What are hard delete and soft delete?

Hard delete, as its name suggests, involves a physical removal of the record. Once this action is executed, the record completely disappears from the system, and the only way to recover it is through a backup, which can result in a complicated and potentially error-prone process.

Soft delete, instead of permanently removing the record, simply marks it as “deleted” by updating a specific attribute. As a result, the record remains present in the database, but at a logical level, it is deleted.

How to apply soft delete

There are many ways to implement soft delete. The most common are:

  • Adding the is_deleted column ⇒ if the record is deleted, is_deleted is true.
  • Adding the deleted_at or deleted_date column ⇒ if the record is deleted, the column will contain the timestamp of the moment of deletion.

Benefits of soft delete

Data recovery

The ability to mark records as deleted instead of physically removing them allows for data recovery in case of errors or restoration needs. Simply unmark the record as deleted and voila, we can recover a deleted item without needing to resort to a backup.

Some processes may need the information of a deleted item (graceful deletion)

Sometimes, a process needs to consult records that have been deleted. If we apply a hard delete, this is complicated, as we would need to resort to an auxiliary table from which to consult these data. However, with soft delete, it is much simpler, all we have to do is ignore the attribute that determines whether a record is deleted or not.

Maintaining referential integrity and avoiding cascade deletion

By keeping records in the database, soft delete can help maintain referential integrity in systems with relationships between tables. Moreover, even if foreign keys are not used, deleting a record whose references may be scattered throughout the code can introduce errors.

Problems with soft delete

Difficulty in recovering data

But… hadn’t we said that one of the advantages was to recover the deleted data?

In my experience, this is not always easy. Recovering a deleted record can leave some parts of the system inconsistent ( for example, projections built from events).

Before recovering a record, it is necessary to determine what logical actions must be implemented to support the recovery of deleted items.

Undesired access to deleted data

Data marked as deleted can still be accessible through direct database queries, so it is crucial to manage these queries adequately.

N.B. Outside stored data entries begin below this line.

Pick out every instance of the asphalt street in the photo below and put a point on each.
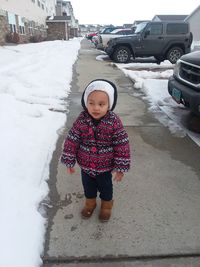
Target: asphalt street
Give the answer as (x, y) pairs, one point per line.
(156, 214)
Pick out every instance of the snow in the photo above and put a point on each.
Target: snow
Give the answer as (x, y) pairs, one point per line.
(35, 83)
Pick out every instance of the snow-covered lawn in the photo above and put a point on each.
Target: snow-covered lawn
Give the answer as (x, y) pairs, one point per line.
(34, 84)
(35, 81)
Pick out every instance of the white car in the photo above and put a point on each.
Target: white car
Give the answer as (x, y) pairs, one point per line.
(104, 38)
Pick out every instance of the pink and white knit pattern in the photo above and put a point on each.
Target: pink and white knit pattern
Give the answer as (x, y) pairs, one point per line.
(97, 149)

In my case, I always opt to include by default the condition to not retrieve deleted records. This strategy means that, to recover deleted records, I must do so explicitly. This helps reduce the errors that developers (including myself) can make if they forget that soft delete is being used in a certain database schema.

Impact on performance

Although logically the records may be marked as deleted, physically they still exist in the database. This implies that, while our application can distinguish between both types of records, our database engine will not. As a result, all configured indexes will also apply to the records marked as deleted, which can generate performance issues if our table is very massive.

Regulation

I am not an expert in this area, but I do know that regulations like the GDPR require you to delete all records of a user if they request it. To comply with this requirement, it is necessary to implement a hard delete process that ensures the physical deletion of the user’s data from the database.

Problems with constraints

When implementing soft delete, it is important to remember what we have said several times: it is a logical deletion and not a physical one. Our database engine continues to store the record. The problem is found when creating/updating a record where, due to restrictions imposed by constraints, it conflicts with a deleted element.

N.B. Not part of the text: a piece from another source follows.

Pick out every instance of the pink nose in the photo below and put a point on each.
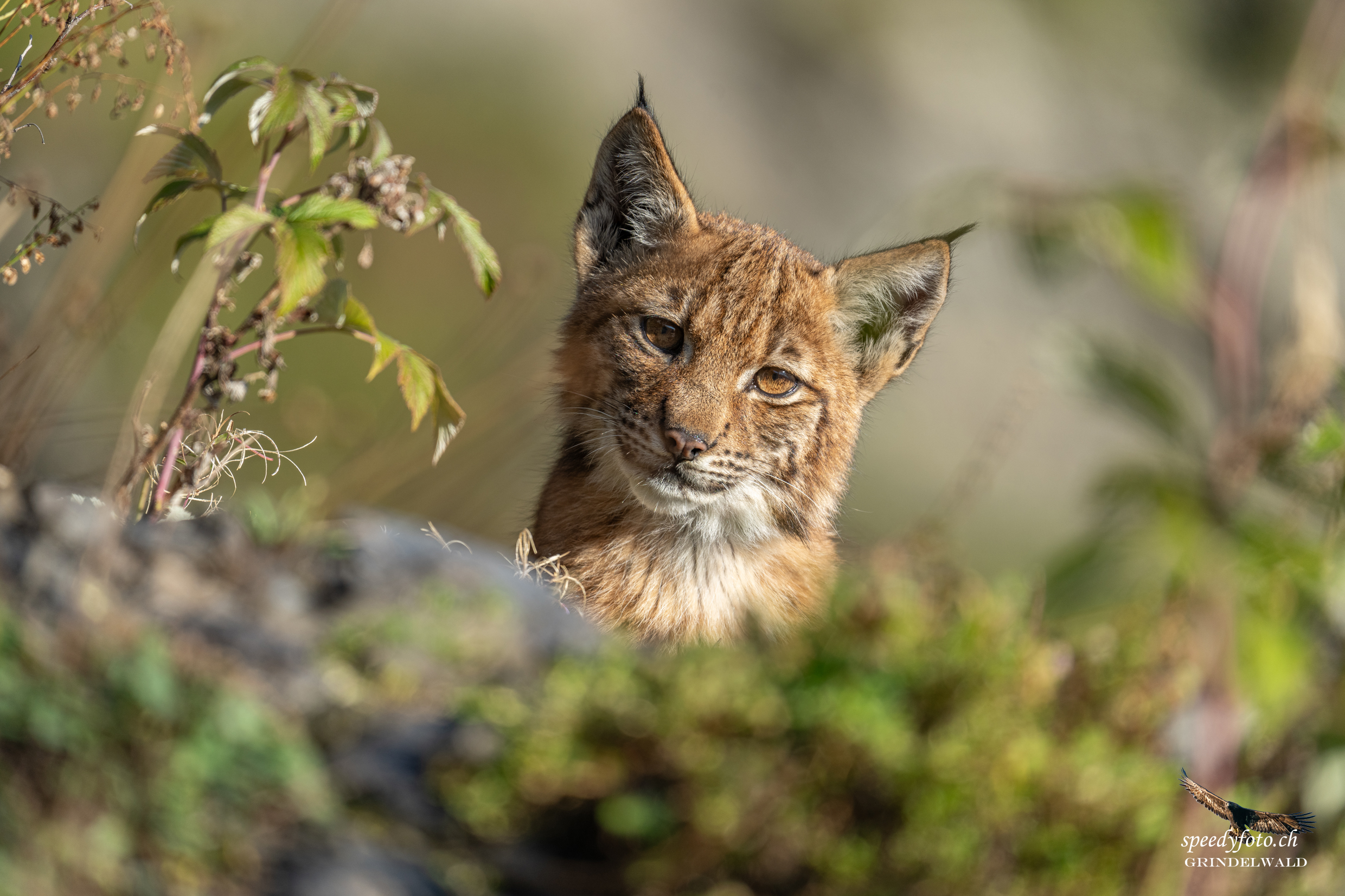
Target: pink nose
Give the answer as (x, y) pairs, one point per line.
(682, 444)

For example, given a unique key on a user’s email, the following can occur:

  1. A user with email X is created ⇒ the record is added to the database.
  2. The user with email X is deleted ⇒ the record is marked as deleted.
  3. Another user with email X is created ⇒ there is already a user with the same email in the database, an error occurs.

To solve this problem, you must use partial unique indexes. Each database engine defines them in a different way, so depending on your infrastructure, you may have some limitations to apply them, especially if you use an ORM. We will talk more in detail about partial unique indexes in another post.

When to use soft delete

In my case , I pose two key questions to determine whether to implement a soft delete or not:

  • Do we need a graceful deletion?
  • Are we going to want to recover the deleted data?

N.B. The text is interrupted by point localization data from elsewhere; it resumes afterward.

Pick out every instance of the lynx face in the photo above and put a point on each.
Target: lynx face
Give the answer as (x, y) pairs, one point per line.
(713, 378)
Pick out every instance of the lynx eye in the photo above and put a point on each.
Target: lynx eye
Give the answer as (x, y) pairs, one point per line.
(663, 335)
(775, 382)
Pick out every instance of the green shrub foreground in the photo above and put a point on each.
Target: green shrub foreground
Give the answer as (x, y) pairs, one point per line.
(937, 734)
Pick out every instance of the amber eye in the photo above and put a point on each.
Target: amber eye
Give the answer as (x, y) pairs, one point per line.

The second question is very important, and I suggest discussing it with the product team. Although the answer is probably affirmative, it is essential to consider if the loss of a deleted record could cause serious problems.

In general, it is recommended to apply a soft delete in critical parts of the application where data loss could be problematic for users. For example, on GitHub, deleting a repository by mistake could result in a significant loss of value, so applying a soft delete might be interesting.

If any of these questions receive a positive answer or if there are referential integrity restrictions, then it is appropriate to implement soft delete. Otherwise, a hard delete may be more convenient and faster.

But then… What do we do if we need to have the deleted data for an audit and/or tracking? This topic will be addressed in another post.